In 2014, 20 of those 890 cancer centers, including big names like Cancer Treatment Centers of America, MD Anderson Cancer Center and Memorial Sloan Kettering Cancer Center, accounted for 86 percent of advertising spending.
Spending on advertising does not necessarily reflect quality of care, however, the authors note.
“Previous research has shown that cancer center advertisements use emotion-based techniques to influence viewers and often do not include information about benefits, risks, or costs of cancer treatment,” Vater told Reuters Health by email. “There is a concern among some physicians that such advertising may persuade patients to pursue high-cost treatments with a low likelihood of improving outcomes.”
The researchers used data from Kantar Media, which tracks content and number of advertisements, on cancer center expenditure in television, magazines, radio, newspapers, billboards and the internet.
TV accounted for most advertising spending in 2005 and 2014, increasing from about $40 million to $80 million, but internet spending saw the greatest relative increase, from $300,000 in 2005 to more than $8 million in 2014, as reported in the JAMA Internal Medicine research letter.
“With increasing healthcare costs and decreasing reimbursement rates, healthcare organizations may strive to increase patient volume for cancer care (a highly profitable clinical service) to offset declining revenue,” Vater said. “Advertising may be one strategy used to improve cancer center recognition and attract patients in an increasingly competitive environment.”
Competition, which is highest in cities like Chicago, Houston, New York City, Philadelphia, Phoenix, Seattle, and Tampa, may fuel some of the biggest expenditures, she said.
“It also appears that cancer centers may be competing for patients outside of their regional markets,” she said. “Cancer centers with the highest advertising spending in 2014 spent a considerable proportion of advertising dollars in national media outlets.”

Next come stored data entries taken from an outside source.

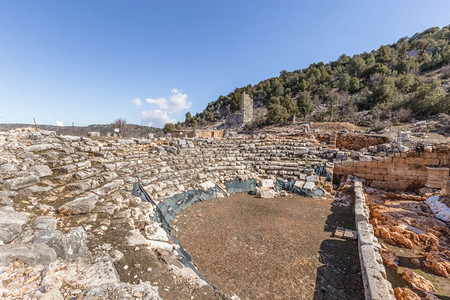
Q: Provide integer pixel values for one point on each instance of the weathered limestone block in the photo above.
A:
(121, 291)
(41, 170)
(80, 273)
(309, 186)
(81, 205)
(312, 178)
(76, 166)
(43, 236)
(267, 194)
(136, 238)
(11, 224)
(31, 254)
(8, 169)
(71, 245)
(267, 184)
(21, 182)
(405, 294)
(207, 185)
(417, 281)
(40, 147)
(110, 187)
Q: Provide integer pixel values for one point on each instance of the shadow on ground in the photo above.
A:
(340, 276)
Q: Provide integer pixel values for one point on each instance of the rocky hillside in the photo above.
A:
(397, 82)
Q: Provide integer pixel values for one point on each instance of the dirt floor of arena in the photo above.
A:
(273, 248)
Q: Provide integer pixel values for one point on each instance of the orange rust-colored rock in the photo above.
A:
(418, 282)
(405, 294)
(438, 262)
(390, 259)
(429, 296)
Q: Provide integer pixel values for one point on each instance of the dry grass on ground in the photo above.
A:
(273, 248)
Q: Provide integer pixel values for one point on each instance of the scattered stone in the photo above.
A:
(116, 255)
(121, 291)
(41, 170)
(71, 245)
(309, 186)
(207, 185)
(53, 294)
(11, 224)
(267, 184)
(268, 194)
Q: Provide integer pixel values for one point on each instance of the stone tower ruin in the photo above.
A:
(246, 108)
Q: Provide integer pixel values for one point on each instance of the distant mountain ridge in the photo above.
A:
(132, 130)
(410, 78)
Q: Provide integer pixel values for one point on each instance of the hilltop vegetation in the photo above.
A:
(395, 82)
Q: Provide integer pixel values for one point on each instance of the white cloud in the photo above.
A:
(156, 118)
(137, 102)
(176, 102)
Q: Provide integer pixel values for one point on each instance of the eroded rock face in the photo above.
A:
(11, 224)
(418, 282)
(405, 294)
(121, 291)
(71, 245)
(80, 273)
(80, 205)
(389, 259)
(30, 254)
(21, 182)
(438, 262)
(71, 190)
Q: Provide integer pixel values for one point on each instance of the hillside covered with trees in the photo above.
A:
(410, 78)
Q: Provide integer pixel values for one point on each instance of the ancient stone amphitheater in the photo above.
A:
(70, 226)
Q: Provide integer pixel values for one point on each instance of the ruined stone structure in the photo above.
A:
(401, 171)
(245, 116)
(59, 192)
(246, 108)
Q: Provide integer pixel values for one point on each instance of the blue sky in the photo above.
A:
(91, 62)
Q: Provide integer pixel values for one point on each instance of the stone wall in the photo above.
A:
(376, 286)
(246, 108)
(401, 171)
(356, 142)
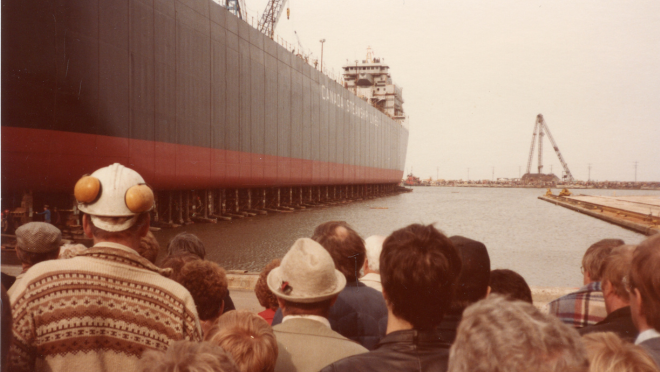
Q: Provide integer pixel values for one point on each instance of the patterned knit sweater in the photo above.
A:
(97, 312)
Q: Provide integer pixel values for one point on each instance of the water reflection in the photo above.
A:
(541, 241)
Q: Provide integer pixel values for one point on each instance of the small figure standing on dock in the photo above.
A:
(46, 214)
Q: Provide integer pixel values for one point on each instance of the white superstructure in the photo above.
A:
(370, 80)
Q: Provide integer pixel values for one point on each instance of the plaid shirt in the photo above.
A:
(582, 308)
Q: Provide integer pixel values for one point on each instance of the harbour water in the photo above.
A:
(541, 241)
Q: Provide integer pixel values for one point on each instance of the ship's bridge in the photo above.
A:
(370, 80)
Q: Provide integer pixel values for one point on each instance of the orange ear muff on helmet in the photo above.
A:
(139, 198)
(87, 189)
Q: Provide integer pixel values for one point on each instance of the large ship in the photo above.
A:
(190, 96)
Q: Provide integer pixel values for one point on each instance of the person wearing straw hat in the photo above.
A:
(306, 285)
(419, 268)
(99, 311)
(35, 242)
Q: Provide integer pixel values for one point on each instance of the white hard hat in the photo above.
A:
(113, 191)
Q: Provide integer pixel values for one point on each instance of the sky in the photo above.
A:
(476, 73)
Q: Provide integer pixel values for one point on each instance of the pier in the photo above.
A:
(638, 213)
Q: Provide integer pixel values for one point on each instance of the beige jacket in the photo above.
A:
(307, 345)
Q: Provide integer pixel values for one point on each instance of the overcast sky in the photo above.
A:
(476, 73)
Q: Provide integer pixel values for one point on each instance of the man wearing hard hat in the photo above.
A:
(101, 309)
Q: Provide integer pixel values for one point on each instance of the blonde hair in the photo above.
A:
(188, 356)
(616, 268)
(496, 334)
(248, 338)
(608, 353)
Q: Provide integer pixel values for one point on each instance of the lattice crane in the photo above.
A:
(236, 7)
(271, 16)
(540, 128)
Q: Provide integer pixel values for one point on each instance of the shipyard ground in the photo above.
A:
(638, 213)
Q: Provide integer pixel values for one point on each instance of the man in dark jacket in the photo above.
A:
(617, 299)
(418, 267)
(359, 313)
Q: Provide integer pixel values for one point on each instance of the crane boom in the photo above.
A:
(271, 17)
(531, 150)
(540, 165)
(569, 176)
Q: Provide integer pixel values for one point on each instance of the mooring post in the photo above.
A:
(210, 202)
(219, 201)
(278, 197)
(169, 207)
(187, 212)
(206, 203)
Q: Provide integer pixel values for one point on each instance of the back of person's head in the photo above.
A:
(592, 261)
(207, 283)
(176, 263)
(37, 242)
(373, 246)
(607, 352)
(497, 334)
(248, 338)
(5, 328)
(186, 243)
(266, 298)
(473, 281)
(510, 284)
(149, 247)
(419, 267)
(615, 270)
(644, 278)
(188, 356)
(306, 282)
(345, 246)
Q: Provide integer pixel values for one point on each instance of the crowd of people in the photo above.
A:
(415, 300)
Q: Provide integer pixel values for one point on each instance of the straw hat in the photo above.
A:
(307, 274)
(38, 237)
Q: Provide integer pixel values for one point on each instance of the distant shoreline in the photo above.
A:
(570, 187)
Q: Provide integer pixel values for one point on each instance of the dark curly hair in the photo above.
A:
(207, 283)
(176, 263)
(419, 267)
(266, 298)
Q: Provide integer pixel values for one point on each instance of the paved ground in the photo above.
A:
(637, 204)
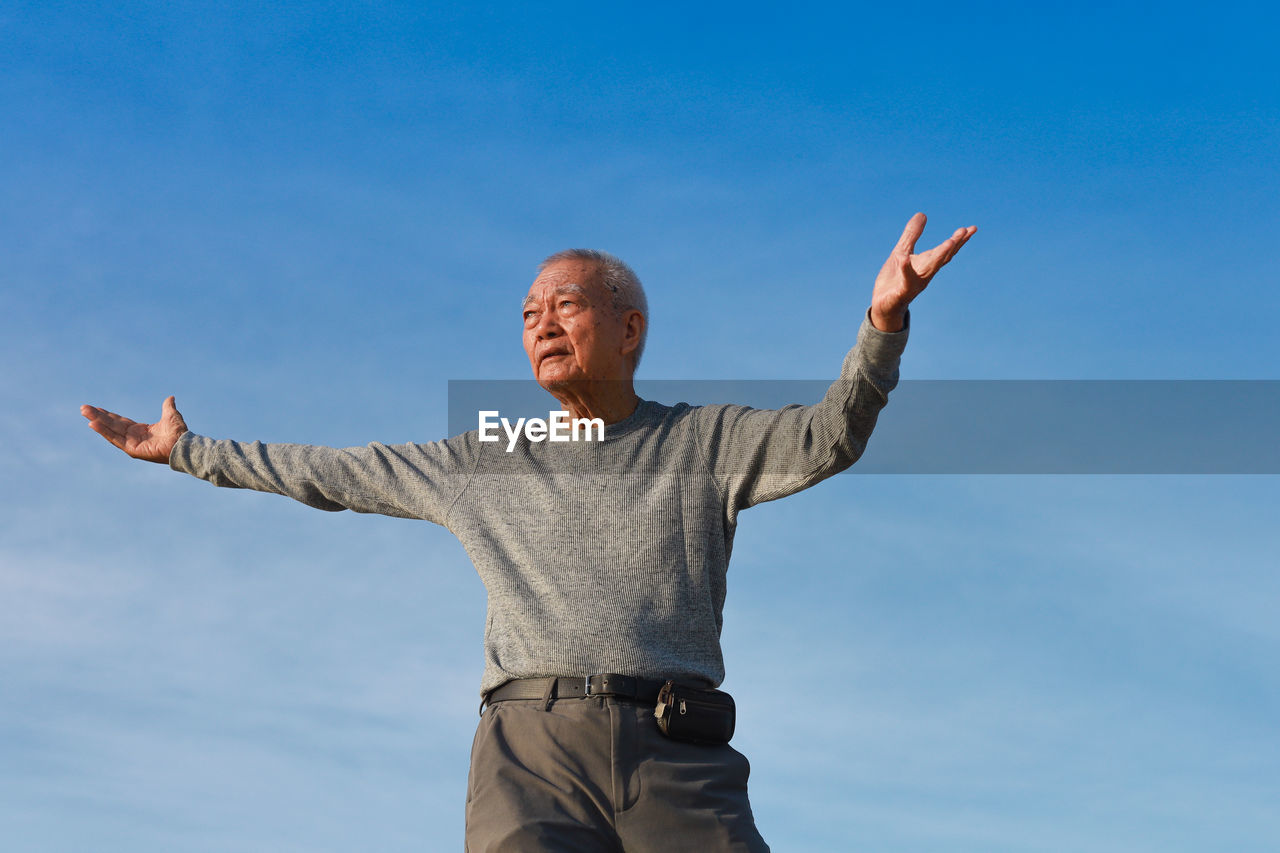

Ads may make big-name cancer centers look unrealistically good, giving the impression that a cancer patient who does not go to one of these centers is making a mistake, said Dr. Steven Woloshin of the Dartmouth Institute for Health Policy and Clinical Practice in Lebanon, New Hampshire, who co-authored an editorial alongside the results.
“The people who these ads are targeting are really vulnerable,” so it is incumbent on the cancer centers themselves to be responsible, Woloshin said. Certain ads could give people false hope, or cause them to leave their local care system unnecessarily, he told Reuters Health by phone.
Patients should remember not to take ads at face value, he said.
Advertising like this is regulated, by the Federal Trade Commission for for-profit centers and by state attorneys general for nonprofit centers, but officials usually step in only in response to complaints, he said.
Academic centers in particular should commit to doing better on their own, and subject their advertisements to an objective review, Woloshin said.
“Among the 20 centers with the highest spending in 2014, more than half were not designated by the National Cancer Institute, and three were not accredited by the Commission on Cancer,” Vater said. “The public should be aware that cancer centers spending the most on advertising may not necessarily provide the highest quality of cancer care.”